Ya existen sistemas de control parental que permiten limitar los contenidos que menores y adolescentes pueden visitar en computadoras, tablets y teléfonos, aunque algunas voces creen que podrían ser más eficaces involucrando a Android y Apple para que sean los propios sistemas operativos los que los incorporen. Crear una herramienta que comenzará a utilizarse únicamente para el porno y que implica que los adultos descarguen una app (aún no está claro qué registros quedarán del proceso), sin tomar ninguna otra medida de prevención o educación, contribuye a ese relato en el que el porno es el gran mal y abre una puerta inquietante de control social.
¿Quién determinará qué es porno?, ¿qué sucederá con los contenidos sexuales explícitos que aparecen en películas mainstream que están al alcance de cualquiera?, ¿son esas escenas mejores que el porno?, ¿y las imágenes en las que existe sexo no consentido pero que la película muestra como sexo y no como violación?, ¿afecta más el porno al desarrollo sexual y emocional de la gente joven que los streamers que hablan de emborrachar mujeres para llevárselas a la cama o que aseguran que una mujer que se acuesta con mucha gente pierde valor?, ¿por qué si sabemos que otro tipo de representaciones y contenidos están dañando la salud mental de niños y adolescentes se opta por abordar únicamente el porno y hacerlo con una medida que afecta a los adultos?

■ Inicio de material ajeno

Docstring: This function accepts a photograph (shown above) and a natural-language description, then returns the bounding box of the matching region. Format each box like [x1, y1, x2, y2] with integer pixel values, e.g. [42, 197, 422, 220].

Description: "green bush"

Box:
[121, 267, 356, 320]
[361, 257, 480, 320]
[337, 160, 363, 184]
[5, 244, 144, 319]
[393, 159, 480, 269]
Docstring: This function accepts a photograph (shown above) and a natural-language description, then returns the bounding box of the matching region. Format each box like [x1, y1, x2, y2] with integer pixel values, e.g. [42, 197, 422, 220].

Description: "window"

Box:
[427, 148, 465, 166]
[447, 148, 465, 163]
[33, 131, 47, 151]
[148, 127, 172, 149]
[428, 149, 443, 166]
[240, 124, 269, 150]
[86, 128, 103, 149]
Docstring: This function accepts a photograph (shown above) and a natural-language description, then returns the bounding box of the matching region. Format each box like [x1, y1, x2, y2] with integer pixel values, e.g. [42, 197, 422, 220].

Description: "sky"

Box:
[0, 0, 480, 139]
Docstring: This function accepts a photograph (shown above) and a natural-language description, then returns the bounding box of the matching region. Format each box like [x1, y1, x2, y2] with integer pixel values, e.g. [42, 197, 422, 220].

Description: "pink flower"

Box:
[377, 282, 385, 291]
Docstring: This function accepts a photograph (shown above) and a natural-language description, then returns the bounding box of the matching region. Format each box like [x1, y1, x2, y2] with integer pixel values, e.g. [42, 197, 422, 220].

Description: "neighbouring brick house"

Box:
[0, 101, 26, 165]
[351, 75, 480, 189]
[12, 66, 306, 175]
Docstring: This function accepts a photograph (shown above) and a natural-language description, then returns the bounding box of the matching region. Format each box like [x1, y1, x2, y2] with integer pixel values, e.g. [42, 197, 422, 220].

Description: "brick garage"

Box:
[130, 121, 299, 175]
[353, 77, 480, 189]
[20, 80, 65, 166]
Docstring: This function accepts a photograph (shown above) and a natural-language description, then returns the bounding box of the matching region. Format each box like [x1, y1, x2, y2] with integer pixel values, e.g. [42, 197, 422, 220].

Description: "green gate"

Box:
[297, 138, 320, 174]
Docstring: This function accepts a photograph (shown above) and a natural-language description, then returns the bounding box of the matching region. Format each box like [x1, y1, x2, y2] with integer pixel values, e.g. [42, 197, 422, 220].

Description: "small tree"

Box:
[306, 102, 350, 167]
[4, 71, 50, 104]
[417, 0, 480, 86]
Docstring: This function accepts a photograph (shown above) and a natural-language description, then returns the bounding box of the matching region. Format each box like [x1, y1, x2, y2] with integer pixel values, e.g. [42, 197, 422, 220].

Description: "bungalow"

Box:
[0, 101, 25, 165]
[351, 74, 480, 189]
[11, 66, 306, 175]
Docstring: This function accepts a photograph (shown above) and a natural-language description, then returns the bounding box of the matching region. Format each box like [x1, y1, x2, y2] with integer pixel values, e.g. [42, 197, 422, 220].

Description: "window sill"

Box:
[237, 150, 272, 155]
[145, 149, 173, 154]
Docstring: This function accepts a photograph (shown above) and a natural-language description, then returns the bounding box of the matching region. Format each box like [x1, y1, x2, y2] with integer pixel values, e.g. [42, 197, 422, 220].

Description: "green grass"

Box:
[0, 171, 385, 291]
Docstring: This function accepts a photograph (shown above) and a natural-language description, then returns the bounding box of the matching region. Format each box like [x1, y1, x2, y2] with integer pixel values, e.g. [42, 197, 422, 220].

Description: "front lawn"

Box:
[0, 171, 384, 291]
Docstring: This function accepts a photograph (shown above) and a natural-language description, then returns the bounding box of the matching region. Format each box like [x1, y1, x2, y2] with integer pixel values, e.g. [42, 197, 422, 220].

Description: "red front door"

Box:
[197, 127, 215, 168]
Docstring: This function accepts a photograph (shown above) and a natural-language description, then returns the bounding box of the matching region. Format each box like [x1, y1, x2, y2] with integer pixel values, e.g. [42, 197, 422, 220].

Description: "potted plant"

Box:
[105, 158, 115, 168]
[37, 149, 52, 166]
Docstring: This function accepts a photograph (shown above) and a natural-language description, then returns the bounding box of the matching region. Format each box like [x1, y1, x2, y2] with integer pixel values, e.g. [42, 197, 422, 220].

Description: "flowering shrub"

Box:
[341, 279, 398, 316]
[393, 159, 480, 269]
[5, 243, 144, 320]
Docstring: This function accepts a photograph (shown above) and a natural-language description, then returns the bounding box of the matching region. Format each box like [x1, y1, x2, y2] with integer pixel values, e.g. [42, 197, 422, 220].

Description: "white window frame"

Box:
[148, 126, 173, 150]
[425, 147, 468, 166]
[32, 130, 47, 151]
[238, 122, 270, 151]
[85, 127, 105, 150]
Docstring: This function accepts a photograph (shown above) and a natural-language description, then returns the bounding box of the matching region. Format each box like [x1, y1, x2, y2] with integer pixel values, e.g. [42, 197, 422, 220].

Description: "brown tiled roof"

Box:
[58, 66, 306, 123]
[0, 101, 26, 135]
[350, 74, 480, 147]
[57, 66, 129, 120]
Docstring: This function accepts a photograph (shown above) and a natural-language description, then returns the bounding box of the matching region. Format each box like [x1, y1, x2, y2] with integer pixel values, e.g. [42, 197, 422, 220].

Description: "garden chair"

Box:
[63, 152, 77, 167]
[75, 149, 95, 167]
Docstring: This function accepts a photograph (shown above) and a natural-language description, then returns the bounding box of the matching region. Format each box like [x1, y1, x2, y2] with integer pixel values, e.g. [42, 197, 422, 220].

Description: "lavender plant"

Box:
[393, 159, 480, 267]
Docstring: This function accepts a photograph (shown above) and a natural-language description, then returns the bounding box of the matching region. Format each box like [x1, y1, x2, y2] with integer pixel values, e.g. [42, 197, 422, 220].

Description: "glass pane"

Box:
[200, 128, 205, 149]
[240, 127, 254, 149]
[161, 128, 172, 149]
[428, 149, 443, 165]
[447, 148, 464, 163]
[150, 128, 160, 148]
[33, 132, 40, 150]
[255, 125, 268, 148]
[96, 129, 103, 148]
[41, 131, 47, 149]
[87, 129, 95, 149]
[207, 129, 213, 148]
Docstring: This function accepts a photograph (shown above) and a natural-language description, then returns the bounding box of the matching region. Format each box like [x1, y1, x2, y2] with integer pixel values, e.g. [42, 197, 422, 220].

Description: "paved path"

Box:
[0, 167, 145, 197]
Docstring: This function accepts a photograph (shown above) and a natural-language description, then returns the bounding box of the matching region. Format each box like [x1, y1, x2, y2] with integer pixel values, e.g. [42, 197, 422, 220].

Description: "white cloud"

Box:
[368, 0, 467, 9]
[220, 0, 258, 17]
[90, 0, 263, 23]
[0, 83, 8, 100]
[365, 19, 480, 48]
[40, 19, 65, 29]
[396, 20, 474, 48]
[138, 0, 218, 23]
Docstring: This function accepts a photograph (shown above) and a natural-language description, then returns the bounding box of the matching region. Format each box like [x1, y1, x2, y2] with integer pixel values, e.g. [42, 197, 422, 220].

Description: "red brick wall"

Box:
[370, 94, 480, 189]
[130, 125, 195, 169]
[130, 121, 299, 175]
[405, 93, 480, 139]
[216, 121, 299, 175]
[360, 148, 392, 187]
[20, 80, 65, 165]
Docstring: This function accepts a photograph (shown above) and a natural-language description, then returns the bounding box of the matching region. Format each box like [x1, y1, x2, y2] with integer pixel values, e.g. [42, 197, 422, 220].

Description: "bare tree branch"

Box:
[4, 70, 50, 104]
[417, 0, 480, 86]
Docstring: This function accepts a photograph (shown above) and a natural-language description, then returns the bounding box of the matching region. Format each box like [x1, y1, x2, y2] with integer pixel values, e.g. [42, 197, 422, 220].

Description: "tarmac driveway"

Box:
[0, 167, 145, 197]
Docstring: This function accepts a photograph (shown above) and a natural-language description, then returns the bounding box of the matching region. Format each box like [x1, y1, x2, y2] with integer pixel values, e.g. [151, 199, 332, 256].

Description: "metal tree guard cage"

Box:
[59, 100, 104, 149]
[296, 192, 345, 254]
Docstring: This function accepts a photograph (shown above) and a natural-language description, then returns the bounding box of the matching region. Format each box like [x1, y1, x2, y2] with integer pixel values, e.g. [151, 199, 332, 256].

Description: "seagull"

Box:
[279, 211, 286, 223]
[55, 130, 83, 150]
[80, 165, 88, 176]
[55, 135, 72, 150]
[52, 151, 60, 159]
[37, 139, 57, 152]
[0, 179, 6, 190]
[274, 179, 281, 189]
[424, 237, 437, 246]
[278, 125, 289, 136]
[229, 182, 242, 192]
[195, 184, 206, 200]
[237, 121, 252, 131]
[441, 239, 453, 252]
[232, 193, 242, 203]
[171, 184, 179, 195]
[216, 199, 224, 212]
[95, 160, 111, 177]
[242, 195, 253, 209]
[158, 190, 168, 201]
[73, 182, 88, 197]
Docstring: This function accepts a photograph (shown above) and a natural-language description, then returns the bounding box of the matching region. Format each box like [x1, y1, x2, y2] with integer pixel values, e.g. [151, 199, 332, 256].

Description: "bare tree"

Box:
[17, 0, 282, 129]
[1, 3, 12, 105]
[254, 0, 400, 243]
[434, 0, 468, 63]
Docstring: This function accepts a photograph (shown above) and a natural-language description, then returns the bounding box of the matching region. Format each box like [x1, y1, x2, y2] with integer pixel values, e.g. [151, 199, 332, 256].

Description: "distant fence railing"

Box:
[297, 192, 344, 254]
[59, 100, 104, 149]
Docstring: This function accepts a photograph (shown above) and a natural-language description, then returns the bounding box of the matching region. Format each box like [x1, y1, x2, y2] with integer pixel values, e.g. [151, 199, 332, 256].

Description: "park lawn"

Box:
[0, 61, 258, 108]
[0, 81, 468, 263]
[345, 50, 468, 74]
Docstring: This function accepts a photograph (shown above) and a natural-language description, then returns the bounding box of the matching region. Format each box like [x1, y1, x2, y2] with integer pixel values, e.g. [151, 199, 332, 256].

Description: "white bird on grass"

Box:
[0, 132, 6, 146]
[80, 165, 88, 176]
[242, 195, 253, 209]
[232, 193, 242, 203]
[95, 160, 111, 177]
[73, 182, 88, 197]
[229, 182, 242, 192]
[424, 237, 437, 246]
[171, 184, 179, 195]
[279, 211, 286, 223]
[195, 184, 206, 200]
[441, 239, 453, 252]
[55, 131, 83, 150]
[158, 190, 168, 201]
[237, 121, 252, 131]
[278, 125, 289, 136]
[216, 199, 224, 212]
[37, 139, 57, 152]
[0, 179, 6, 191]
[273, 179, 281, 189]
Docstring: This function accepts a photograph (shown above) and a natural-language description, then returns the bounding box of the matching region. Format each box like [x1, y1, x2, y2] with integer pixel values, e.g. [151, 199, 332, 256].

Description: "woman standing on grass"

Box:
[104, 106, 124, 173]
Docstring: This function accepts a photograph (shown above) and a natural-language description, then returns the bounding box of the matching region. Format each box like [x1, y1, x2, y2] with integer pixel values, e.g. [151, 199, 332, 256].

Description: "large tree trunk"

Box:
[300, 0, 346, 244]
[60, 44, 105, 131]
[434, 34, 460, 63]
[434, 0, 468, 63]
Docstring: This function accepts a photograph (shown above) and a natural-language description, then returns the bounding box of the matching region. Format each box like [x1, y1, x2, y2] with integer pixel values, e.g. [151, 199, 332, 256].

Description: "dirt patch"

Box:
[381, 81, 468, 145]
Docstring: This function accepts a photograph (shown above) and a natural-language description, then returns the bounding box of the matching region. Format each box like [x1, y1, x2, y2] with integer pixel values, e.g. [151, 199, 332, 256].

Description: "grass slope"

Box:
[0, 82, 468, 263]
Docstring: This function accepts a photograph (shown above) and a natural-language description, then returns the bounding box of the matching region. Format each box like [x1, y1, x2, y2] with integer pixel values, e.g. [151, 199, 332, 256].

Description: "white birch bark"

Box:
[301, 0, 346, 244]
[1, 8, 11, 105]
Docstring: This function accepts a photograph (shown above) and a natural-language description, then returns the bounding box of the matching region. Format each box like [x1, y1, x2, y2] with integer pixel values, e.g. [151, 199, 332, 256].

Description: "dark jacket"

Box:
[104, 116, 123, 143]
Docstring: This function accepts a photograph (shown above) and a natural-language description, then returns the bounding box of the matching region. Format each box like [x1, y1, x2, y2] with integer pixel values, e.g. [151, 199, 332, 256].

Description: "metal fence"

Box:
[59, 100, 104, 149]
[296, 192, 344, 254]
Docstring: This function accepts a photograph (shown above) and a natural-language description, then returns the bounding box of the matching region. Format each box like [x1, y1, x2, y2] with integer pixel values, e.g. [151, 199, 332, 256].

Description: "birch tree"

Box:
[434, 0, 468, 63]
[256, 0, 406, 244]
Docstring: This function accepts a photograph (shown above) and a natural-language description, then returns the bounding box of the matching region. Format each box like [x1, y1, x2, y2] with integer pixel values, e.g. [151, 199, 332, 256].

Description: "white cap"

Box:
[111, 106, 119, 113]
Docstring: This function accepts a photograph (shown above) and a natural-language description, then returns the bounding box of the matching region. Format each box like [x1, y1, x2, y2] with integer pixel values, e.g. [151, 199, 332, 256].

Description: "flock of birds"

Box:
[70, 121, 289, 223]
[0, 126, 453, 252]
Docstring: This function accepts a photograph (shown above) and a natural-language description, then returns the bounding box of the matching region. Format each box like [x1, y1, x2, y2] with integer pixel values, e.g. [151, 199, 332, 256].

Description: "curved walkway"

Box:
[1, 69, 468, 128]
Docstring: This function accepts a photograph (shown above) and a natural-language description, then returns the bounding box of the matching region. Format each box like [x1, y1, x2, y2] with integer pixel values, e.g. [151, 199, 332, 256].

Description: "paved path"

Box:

Y la gran laguna en todo este planteamiento: la educación sexual. Llama la atención que un gobierno progresista no despliegue la herramienta que todas las expertas y organismos relacionados indican como imprescindible. Culpamos al porno de todos los males mientras hurtamos a nuestros hijos e hijas el derecho a conocer sus cuerpos, sus límites, a pensar sobre sus emociones y deseos, a aprender a respetar y a escuchar, a identificar malestares, y a saber, sin tabúes y sin necesidad de hablar en voz baja, que el sexo existe, que es parte de la vida, que debe ser consensuado, que puede ser una mierda, maravilloso o muchas cosas más, y que lo que aparece en las películas no tiene por qué ser la realidad.
No culpo a La Princesa Prometida de mis ideas sobre el amor, del estado de mi autoestima o de la manera en la que me relaciono con hombres. Sin duda, el relato de Buttercup y Westley conformó un universo que se alimentó de muchas otras películas, lecturas, dibujos animados, conversaciones escuchadas, frases captadas al vuelo, omisiones, las relaciones que vi en mi entorno, lo que me dijeron o entendí que era 'ser una chica', lo que me dijeron y entendí que era 'ser deseable' y un montón de significados sociales. Para contrarrestar, en mi casa hubo conversaciones desde temprano, algunas en paralelo a series o películas, lecturas y preservativos a mano. Me preocupa que niñas, niños y adolescentes se enfrenten muy temprano al porno, pero sobre todo me preocupa que no tengan adultos con quien hablarlo o pensar sobre ello, que no sepan cómo interpretar lo que ven, que no tengan otros referentes, que no sientan confianza para hablar de sexo con alguien que pueda darles buena información, que no tengan espacios donde la sexualidad y el sexo no sean tabúes sino temas que abordar desde diferentes perspectivas, también la del placer, el disfrute y los vínculos sanos.